Yargıtay Kararı 3. Hukuk Dairesi 2012/20189 E. 2012/25217 K. 06.12.2012 T.

YARGITAY KARARI
DAİRE : 3. Hukuk Dairesi
ESAS NO : 2012/20189
KARAR NO : 2012/25217
KARAR TARİHİ : 06.12.2012

MAHKEMESİ:ASLİYE HUKUK MAHKEMESİ

Dava dilekçesinde 30.000 Euro’nun 24.11.2010 tarihinden işletilecek yasal faiz ve masraflarla birlikte davalı taraftan tahsili istenilmiştir.

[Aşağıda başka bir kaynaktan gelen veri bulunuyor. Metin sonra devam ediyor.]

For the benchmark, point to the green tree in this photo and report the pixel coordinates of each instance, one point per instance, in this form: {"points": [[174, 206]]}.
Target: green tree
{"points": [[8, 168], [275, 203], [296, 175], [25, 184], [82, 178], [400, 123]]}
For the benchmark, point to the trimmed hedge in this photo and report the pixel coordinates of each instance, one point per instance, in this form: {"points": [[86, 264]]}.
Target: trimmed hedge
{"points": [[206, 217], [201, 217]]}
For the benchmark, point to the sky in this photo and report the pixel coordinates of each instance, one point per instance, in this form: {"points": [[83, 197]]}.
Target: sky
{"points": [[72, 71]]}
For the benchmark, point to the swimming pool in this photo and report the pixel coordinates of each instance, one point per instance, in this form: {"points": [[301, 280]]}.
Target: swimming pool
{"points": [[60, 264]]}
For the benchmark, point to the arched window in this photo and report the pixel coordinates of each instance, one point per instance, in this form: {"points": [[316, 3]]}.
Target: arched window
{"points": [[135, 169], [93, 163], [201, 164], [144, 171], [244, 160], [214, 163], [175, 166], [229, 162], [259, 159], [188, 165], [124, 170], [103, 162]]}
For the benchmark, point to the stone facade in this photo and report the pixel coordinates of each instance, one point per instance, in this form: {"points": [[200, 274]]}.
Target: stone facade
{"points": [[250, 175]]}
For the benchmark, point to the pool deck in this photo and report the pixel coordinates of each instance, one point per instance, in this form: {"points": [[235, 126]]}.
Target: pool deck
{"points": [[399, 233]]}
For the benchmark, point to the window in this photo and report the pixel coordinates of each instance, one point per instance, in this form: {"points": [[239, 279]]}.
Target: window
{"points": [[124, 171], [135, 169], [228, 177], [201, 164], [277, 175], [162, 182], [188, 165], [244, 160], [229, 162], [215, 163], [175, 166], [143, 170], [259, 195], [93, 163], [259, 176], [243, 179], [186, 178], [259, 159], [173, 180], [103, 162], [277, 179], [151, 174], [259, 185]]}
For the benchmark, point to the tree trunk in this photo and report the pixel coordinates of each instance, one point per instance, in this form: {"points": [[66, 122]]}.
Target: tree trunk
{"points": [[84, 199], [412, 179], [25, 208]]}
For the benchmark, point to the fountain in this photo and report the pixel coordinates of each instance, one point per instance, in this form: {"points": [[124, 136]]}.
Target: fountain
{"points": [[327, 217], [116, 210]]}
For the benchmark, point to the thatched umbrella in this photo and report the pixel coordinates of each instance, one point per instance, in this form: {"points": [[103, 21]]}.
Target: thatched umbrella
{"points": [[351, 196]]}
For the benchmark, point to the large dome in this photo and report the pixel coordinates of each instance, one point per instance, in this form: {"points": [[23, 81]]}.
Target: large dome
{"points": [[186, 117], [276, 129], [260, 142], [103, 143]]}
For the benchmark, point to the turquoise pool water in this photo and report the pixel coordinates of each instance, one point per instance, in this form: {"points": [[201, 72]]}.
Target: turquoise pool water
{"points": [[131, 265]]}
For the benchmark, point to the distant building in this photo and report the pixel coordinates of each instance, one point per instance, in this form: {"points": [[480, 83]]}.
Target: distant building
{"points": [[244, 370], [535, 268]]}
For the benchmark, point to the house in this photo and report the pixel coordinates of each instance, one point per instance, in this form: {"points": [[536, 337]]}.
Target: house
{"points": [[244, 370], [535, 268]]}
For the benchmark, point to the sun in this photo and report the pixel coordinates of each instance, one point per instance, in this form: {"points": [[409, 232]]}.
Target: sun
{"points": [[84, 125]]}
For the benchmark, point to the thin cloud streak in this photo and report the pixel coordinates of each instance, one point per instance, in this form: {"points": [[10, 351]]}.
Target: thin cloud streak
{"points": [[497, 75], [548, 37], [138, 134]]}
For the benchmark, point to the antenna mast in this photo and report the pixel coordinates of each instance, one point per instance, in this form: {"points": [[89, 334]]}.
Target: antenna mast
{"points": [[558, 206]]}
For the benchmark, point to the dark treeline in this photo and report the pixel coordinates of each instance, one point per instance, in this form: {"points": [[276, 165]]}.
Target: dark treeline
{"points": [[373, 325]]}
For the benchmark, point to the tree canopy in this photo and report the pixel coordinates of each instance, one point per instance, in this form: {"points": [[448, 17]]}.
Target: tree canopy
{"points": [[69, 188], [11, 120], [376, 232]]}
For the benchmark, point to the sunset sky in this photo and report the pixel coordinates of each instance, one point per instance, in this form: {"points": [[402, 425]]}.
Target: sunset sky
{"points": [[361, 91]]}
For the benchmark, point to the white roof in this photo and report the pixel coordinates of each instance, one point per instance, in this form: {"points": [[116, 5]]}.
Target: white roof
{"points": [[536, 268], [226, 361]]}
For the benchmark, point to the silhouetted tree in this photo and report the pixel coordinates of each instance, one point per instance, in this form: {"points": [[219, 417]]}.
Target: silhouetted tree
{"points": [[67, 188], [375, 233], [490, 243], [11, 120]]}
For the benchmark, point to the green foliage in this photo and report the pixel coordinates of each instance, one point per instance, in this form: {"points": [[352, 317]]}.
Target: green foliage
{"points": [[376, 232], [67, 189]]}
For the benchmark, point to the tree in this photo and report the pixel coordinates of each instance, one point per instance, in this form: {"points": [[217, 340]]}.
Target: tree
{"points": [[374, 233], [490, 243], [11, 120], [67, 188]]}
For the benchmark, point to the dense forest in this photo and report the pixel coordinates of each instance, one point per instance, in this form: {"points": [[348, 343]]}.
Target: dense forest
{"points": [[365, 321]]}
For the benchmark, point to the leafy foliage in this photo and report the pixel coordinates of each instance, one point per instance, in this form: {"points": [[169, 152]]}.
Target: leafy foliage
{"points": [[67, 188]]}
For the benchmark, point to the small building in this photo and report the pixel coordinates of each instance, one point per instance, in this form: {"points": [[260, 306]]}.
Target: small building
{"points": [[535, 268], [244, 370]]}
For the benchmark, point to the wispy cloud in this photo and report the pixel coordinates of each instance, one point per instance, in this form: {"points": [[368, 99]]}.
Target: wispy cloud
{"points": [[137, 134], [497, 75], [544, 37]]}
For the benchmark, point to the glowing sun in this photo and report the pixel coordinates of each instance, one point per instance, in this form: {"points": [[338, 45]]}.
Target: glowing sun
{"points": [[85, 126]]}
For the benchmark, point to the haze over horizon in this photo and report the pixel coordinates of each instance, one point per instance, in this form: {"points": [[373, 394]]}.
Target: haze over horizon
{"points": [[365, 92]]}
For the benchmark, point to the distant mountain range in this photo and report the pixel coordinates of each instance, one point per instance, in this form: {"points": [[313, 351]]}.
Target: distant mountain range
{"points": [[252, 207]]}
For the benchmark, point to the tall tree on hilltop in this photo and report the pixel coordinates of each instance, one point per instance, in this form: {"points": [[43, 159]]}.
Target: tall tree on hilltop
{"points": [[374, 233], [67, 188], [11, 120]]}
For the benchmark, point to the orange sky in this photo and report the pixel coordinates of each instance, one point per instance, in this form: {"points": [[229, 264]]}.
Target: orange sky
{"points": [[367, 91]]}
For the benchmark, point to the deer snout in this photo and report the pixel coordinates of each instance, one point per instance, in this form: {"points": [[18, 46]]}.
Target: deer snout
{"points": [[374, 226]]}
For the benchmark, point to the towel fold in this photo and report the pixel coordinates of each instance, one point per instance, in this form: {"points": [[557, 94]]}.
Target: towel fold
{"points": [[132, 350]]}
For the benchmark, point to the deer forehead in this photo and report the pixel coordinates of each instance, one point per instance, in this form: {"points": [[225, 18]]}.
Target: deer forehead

Mahkemece davanın kabulü cihetine gidilmiş, hüküm davalı vekili tarafından temyiz edilmiştir.
Y A R G I T A Y K A R A R I
Temyiz isteminin süresi içinde olduğu anlaşıldıktan sonra dosyadaki bütün kağıtlar okunup gereği düşünüldü.Davacı vekili dilekçesinde; taraflar arasında 01.04.2006 tarihinde yapılan harici satış sözleşmesi ile davalı tarafından davacılara biçerdöver satıldığı, buna karşılık 30.000 Euro’nun davacı tarafından davalılara ödendiği, davalının borcu nedeniyle biçerdöverin 24.11.2010 tarihinde icra dosyasında haczedilerek, dava dışı 3.şahsa teslim edildiği belirtilerek, “30.000 Euro’nun 24.11.2010 tarihinden itibaren işletilecek yasal faizi ile birlikte” davalıdan tahsili talep edilmiştir.Davalı vekili cevabında; zamanaşımı gerçekleştiğini ileri sürmüş, davacıların sözleşme hükümlerine uymadığını belirterek, davanın reddini dilemiştir.Mahkemece, taraflar arasında yapılan harici satış sözleşmesinin geçersiz olması nedeniyle sebepsiz iktisap kurallarına göre birbirlerine iade ile yükümlü oldukları gerekçe gösterilerek; “30.000 Euro’nun davalıdan tahsili ile alacağa 24.11.2010 tarihinden itibaren Devlet Bankalarının Euro’yla açılmış, bir yıl vadeli mevduat hesabına ödediği en yüksek faiz oranının uygulanmasına” hükmedilmiştir. Hükmü, davalı vekili temyiz etmektedir.Dosyadaki yazılara, kararın dayandığı delillerle kanuni gerektirici sebeplere ve özellikle delillerin takdirinde bir isabetsizlik görülmemesine göre, sair temyiz itirazları yerinde değildir.Taraflar arasındaki biçerdöver satışına ilişkin 01.04.2006 tarihli sözleşmeye göre; satış bedeli 30.000 Euro olup, bedele ilişkin senetlerin ödenmesinden sonra resmi olarakda aracın alıcılara devredileceği” kararlaştırılmıştır.BK.nun 83.maddesine göre; “mevzuu para olan borç memleket parası ile ödenir” hükmü yeralmakta ise de; bu madde 14.11.1990 günlü, 3678 sayılı yasa ile değişikliğe uğramış olup, “yabancı para borcunun vadesinde ödenmemesi halinde alacaklı, bu borcu vade veya fiili ödeme günündeki rayice göre Türk parası ile ödenmesini isteyebilir” hükmü getirilmiştir.Bu durum karşısında, mahkemece; 30.000 Euronun fiili ödeme tarihindeki T.C.Merkez Bankasının efektif satış kuru üzerinden hesaplanacak Türk Lirası karşılığına hükmedilmesi gerekirken, 30.000 Euro’nun tahsiline hükmedilmesi doğru değildir.
Bundan ayrı olarak; davalı, davacı tarafından biçerdöver bedelinin tahsili için hakkında girişilen 2010/6288 E.sayılı takipte ödeme emrinin kendisine tebliğ edildiği, 05.01.2011 tarihinde temerrüde düştüğü halde, mahkemece; biçerdöverin zaptedildiği tarih olan 24.11.2010 tarihinden itibaren faize hükmedilmesi de doğru görülmemiştir.Bu itibarla yukarıda açıklanan esaslar gözönünde tutulmaksızın yazılı şekilde hüküm tesisi isabetsiz, temyiz itirazları bu nedenlerle yerinde olduğundan kabulü ile hükmün HUMK.nun 428. maddesi gereğince BOZULMASINA ve peşin alınan temyiz harcının istek halinde temyiz edene iadesine, 06.12.2012 tarihinde oybirliğiyle karar verildi.